Первая серия
1982 год... Наконец-то свершилось! Я выиграла отборочное прослушивание к международному конкурсу имени Паломы О'Ши в Сантандере (Испания). Год окончания московской консерватории с красным дипломом. В кармане консерваторская рекомендация в аспирантуру (в те годы вещь редкая!). И вообще, такое чувство, что весь мир в кармане! Отлично помню это ощущение. У меня до сих пор висит на стене фотография того времени: парк Сокольники в Москве и я, раскинувшая руки и готовая обнять весь мир!
Сколько раз я играла на отборочных прослушиваниях, часто доходила до самого конца, но посылали всегда других. Сколько туров я сыграла, подсчитать не в состоянии: сначала прослушивания на консерваторском уровне – обычно два тура, потом на всесоюзном уровне, тоже два или три тура, в общем, эдакие марафоны.
Тут надо сказать, что, в моё время, по сравнению с предыдущими годами, условия предварительных конкурсных прослушиваний ещё более ужесточились – количество участников, допускаемых к конкурсу за границей, с трёх сократили до двух, и стало совсем невозможно вписаться!

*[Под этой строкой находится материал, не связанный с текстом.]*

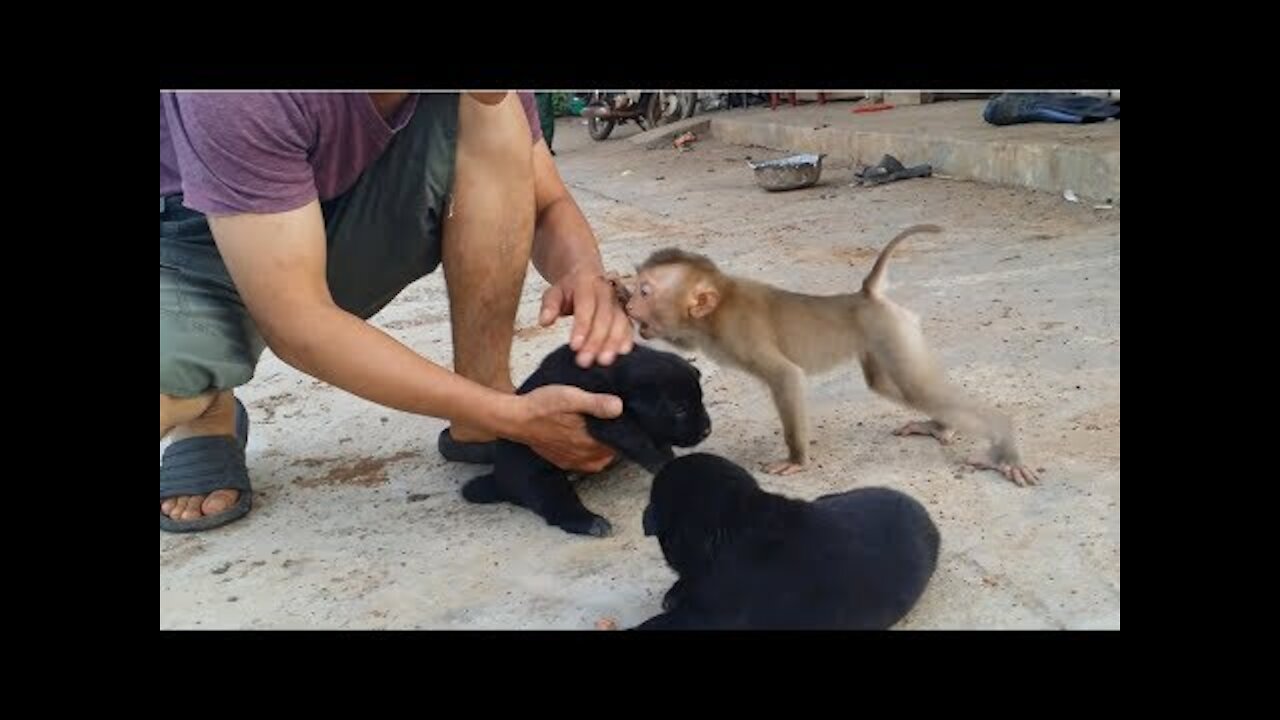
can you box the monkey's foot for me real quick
[763,459,806,475]
[893,420,956,445]
[966,456,1040,487]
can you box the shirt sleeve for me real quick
[517,92,544,145]
[162,92,318,216]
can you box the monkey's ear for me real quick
[688,286,720,319]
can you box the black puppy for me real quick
[461,344,712,538]
[636,453,940,629]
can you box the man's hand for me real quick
[508,385,623,472]
[539,266,635,368]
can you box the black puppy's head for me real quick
[613,346,711,448]
[642,453,763,576]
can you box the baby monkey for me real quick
[612,225,1038,486]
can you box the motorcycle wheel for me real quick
[587,115,616,140]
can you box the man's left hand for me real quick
[539,267,635,367]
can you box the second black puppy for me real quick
[636,453,940,629]
[462,344,712,538]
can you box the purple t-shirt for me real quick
[160,92,544,216]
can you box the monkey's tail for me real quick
[461,474,505,504]
[860,224,942,298]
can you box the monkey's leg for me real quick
[892,420,957,444]
[759,359,811,475]
[441,93,535,448]
[862,328,1039,486]
[861,354,955,444]
[900,378,1039,487]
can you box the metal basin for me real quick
[747,153,824,191]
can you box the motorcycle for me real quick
[580,91,698,141]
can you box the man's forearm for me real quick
[268,303,523,438]
[532,194,605,283]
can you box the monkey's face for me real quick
[626,265,692,341]
[643,453,762,576]
[616,347,712,447]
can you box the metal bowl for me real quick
[747,153,825,191]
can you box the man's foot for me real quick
[438,427,498,464]
[160,488,241,522]
[159,398,253,533]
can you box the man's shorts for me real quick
[160,93,460,398]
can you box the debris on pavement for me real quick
[852,154,933,187]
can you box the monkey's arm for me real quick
[585,415,674,473]
[753,354,811,474]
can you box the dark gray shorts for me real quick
[159,93,460,398]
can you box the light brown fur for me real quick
[620,225,1039,486]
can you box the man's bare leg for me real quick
[159,390,240,520]
[442,93,536,443]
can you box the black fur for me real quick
[461,344,711,538]
[635,453,940,629]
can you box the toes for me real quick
[160,498,177,516]
[203,489,240,515]
[179,494,208,520]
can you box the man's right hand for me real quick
[508,385,623,473]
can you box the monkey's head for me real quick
[626,249,723,342]
[612,345,712,448]
[642,453,764,577]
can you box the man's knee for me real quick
[457,93,536,168]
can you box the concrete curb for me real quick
[628,117,713,150]
[709,117,1120,205]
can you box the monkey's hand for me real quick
[763,459,807,476]
[966,452,1040,487]
[893,420,957,445]
[605,271,636,304]
[539,268,635,368]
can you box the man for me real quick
[160,91,634,533]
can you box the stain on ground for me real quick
[292,451,421,488]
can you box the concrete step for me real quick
[695,100,1119,205]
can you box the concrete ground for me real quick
[160,113,1120,630]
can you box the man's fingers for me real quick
[540,286,565,327]
[569,282,600,358]
[578,281,617,365]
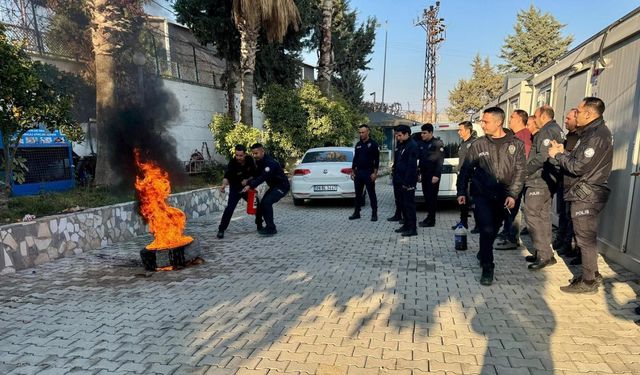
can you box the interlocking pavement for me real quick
[1,179,639,375]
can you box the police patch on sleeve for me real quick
[584,148,595,158]
[543,139,550,146]
[508,145,516,155]
[265,166,271,172]
[440,147,444,152]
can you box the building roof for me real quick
[367,112,420,128]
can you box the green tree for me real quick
[447,55,503,122]
[232,0,301,126]
[307,0,375,107]
[500,5,573,74]
[259,81,364,168]
[0,25,79,207]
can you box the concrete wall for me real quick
[0,188,230,274]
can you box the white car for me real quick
[290,147,356,206]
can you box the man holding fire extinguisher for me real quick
[217,145,257,239]
[243,143,290,236]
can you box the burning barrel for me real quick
[134,149,202,271]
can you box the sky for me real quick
[146,0,640,113]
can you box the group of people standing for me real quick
[457,97,612,292]
[348,123,445,238]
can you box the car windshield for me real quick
[302,150,353,163]
[410,131,461,158]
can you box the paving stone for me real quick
[0,180,638,375]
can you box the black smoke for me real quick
[102,73,186,190]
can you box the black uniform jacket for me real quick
[352,138,380,172]
[525,120,564,189]
[418,137,445,178]
[393,138,419,188]
[457,133,526,200]
[458,135,477,167]
[555,117,613,203]
[249,155,290,191]
[224,156,257,190]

В прежние годы обычно бывало двое блатных, и конкурс, таким образом, вёлся за единственное место. А в мою бытность в консерватории шансов пройти почти не осталось – ведь всегда находилось несколько очень достойных участников...
Программа конкурса в Сантандере была сложной и расширенной по сравнению с другими конкурсами. Не три тура, а пять – два сольных, третий делился на две части, сольную и камерную (где надо было играть квинтет на выбор из трёх больших фортепианных квинтетов: Брамс, Шуман, Шостакович). И финал с оркестром. На прослушивании в Москве игралась только сольная программа. Кроме того, за месяц до конкурса должно было прийти сочинение, специально выбранное или написанное для конкурса.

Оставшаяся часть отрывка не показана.